Assignment Specifications (View All)

WEKA Lab 1

This assignment is worth 17% of your overall Homework and Programming Assignments grade.

  1. Become familiar with the ionosphere data set and use it to perform the following experiments:
    1. Use IB1 and IBk (for k up to 9) to classify the data using cross validation. Report your results. Which value of k is best?
    2. Use PCA to try differing numbers of attributes (1-8). For each number of attributes, perform the same classification experiments that you did with the original data. Report your results (as an 8x9 matrix). Which value of k is best? How does performance change with different numbers of attributes? Which number of attributes is best?

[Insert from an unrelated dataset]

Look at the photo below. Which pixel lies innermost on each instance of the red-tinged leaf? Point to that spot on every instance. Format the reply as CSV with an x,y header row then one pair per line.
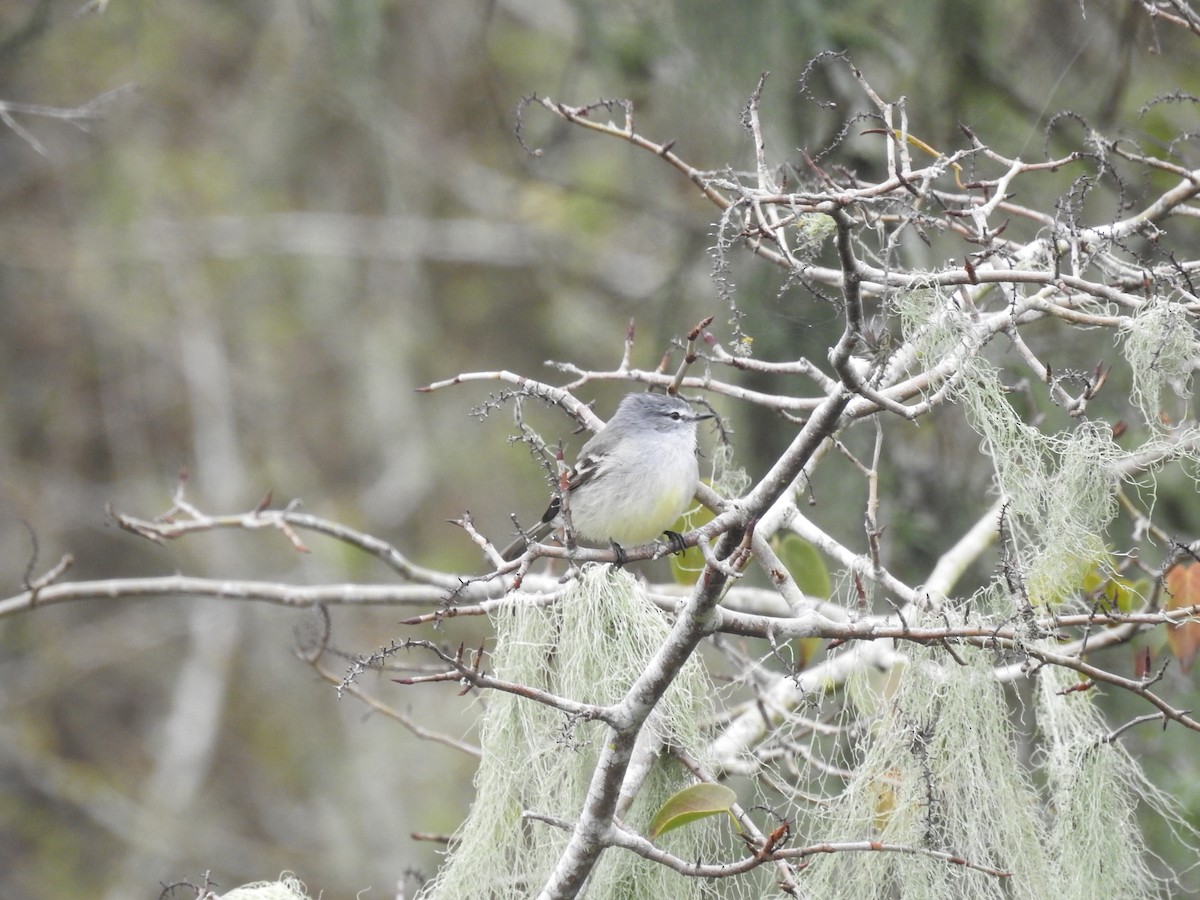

Can you explain which attributes these are?
    3. Given the best number of (PCA) attributes, choose various subsets (of the same size) of the original attributes. Perform the IBk experiments on these subsets and report and compare results with those obtained using the PCA attributes. What do you see?

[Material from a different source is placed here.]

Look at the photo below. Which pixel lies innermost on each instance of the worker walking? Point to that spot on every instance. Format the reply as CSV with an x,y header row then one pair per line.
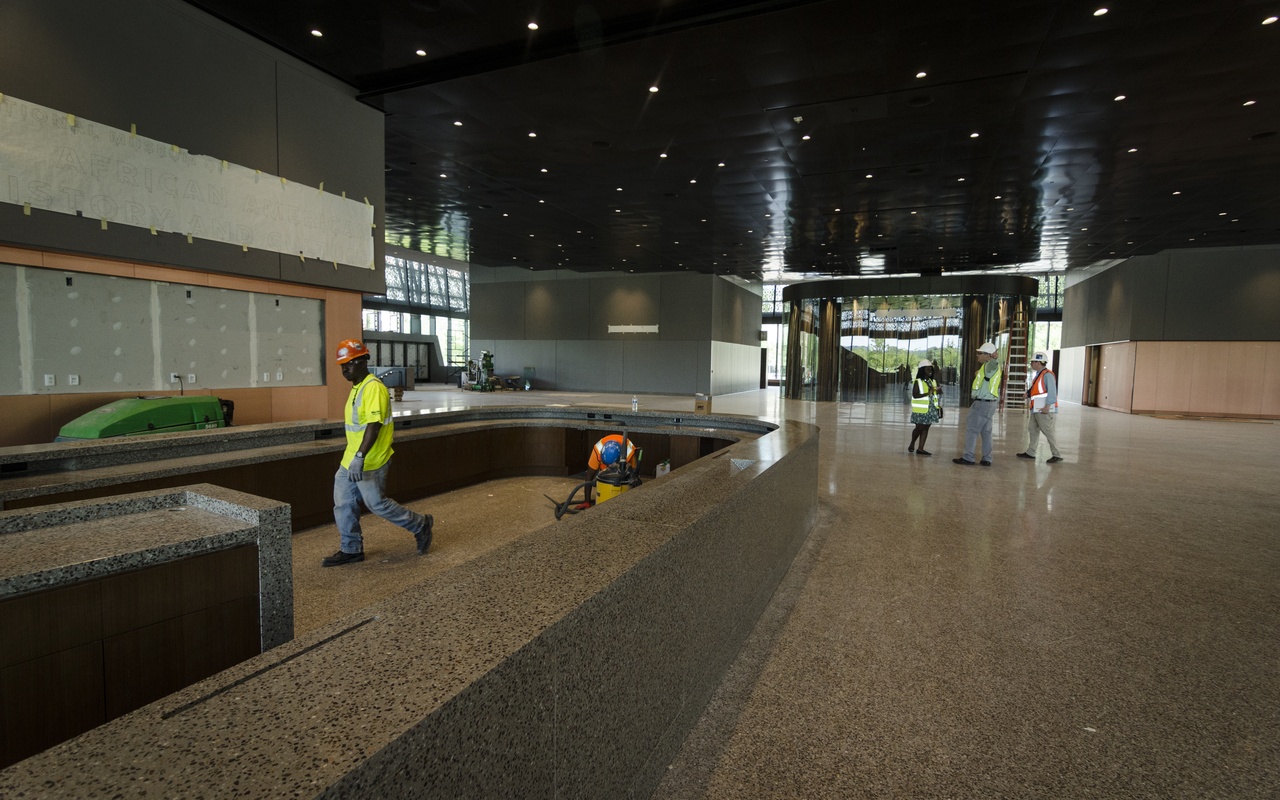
x,y
362,471
1042,396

    4. Show a visual representation of the decision surface with 2 attributes (derived from PCA) and k=1.
  2. Become familiar with the vowel data set and use it to perform the following experiments:
    1. Remove the first three attributes as well as the class attribute.

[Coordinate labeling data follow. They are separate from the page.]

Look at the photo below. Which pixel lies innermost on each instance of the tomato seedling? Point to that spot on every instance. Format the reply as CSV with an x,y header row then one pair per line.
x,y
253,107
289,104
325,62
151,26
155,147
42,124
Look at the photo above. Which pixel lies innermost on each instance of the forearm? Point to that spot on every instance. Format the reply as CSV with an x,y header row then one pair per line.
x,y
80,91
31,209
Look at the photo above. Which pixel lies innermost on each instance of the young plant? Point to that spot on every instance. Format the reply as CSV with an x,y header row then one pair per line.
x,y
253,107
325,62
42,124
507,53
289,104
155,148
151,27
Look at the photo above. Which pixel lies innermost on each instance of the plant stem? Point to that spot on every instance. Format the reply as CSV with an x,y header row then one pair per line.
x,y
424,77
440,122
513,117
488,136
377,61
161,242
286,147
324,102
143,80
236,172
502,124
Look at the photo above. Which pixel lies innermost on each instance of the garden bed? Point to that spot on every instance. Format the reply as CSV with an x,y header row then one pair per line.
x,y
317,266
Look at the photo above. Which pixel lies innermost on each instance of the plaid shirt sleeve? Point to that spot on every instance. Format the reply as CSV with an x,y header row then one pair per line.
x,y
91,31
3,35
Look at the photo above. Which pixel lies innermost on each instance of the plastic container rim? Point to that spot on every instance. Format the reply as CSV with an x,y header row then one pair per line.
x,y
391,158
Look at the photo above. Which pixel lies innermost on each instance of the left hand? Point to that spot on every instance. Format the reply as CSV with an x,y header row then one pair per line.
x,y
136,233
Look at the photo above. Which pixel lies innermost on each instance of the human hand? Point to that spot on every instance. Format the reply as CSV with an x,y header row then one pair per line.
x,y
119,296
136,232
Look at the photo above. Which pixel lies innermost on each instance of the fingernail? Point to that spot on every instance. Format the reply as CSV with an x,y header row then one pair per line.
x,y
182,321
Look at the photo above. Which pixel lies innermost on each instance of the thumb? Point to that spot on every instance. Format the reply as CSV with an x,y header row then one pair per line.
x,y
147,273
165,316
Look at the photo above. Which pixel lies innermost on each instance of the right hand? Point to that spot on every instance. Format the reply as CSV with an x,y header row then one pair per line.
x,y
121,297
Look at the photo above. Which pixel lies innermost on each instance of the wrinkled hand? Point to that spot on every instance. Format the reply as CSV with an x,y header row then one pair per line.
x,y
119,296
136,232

    2. Cluster the data using the simple k-Means algorithm, with values of k from 1 to 12. What do you see?
    3. Now add the class attribute back in and repeat the clusterings, comparing the clusterings with the class. How well does the clustering appear to correlate with class? What might this mean?
    4. Choose several different classifiers and use them to classify the data. How does their performance compare with the clustering's "performance"? Is this something you might expect?
    5. Does adding back in any of the original first three attributes have any effect on either the clustering or the classification performance?
  3. Design your own experiment, perform it and report on it:
    1. Find an interesting data set and briefly describe it. You might look here or here. Or, you can come up with your own some other way. A brief description of ARFF (a file format that WEKA knows) may be helpful.
    2. Come up with an interesting experiment (experiments) to do using your data set and briefly describe it (them).
    3. Perform your experiment(s), report your results and draw conclusions (what did you learn? what does it mean? does it make sense? what else could be done? etc).

Turn in a thoughtful, well-written written report (see the guidelines above) that details your experiments and addresses the questions posed above (look carefully at everything to make sure you've covered all the parts of each). What you say is important. Why you say it is even more important.